1-Mesityl-3-(d-α/β-galactopyranosyl)imidazol-2-ylidene Gold(I) Chloro (7c)[44]

Pale brown solid. 1H NMR (300 MHz, CD3OD) δ 7.65 (s, 1H); 7.08 (s, 1H): 6.89 (s, 2H, HAr); 5.99 (d, J = 8.5 Hz, 1H, H1); 4.31 (t, J = 8.8 Hz, 1H, H2); 3.92 (br s, 1H, H4); 3.84–3.65 (m, 3H, H5, 6); 3.59 (dd, J = 9.1 Hz, 3.1 Hz, 1H, H3); 2.20 (s, 3H, CH3); 1.94 (br s, 6H, CH3). 13C NMR (75 MHz, CD3OD) δ 166.4 (C2Imi); 140.7, 137.0, 136.7, 136.2 (CAr); 130.1 (CHAr); 124.6 (C5Imi); 119.6 (C4Imi); 94.4 (C1); 80.9 (C5); 80.2 (C3); 77.3 (C2); 70.6 (C4); 62.9 (C6); 21.1, 18.7, 17.9 (CH3Ar).

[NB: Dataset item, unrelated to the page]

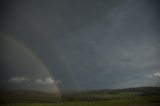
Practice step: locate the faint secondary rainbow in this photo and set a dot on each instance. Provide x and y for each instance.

General Method for the Alkyne Hydration Reactions in MeOH

Catalyst (0.005 mmol) was added to a solution of phenylacetylene (0.5 mmol, 55 μL) in MeOH (3 mL) and pure H2O (100 μL). In the case of the silver salt methodology, together with the catalyst, 0.005 mmol of AgOTs was added. The mixture was vigorously stirred at 100 °C (oil bath) in an ampoule tube equipped with a PTFE valve for 20 or 1 h (AgOTs methodology). After allowing it to cool down to room temperature, the organic product was extracted with diethyl ether (3 mL × 5 mL); the combined organic layers were dried over MgSO4 and injected on GC to determine the reaction conversion. The aqueous phase was reused, as specified in the Results and Discussion section.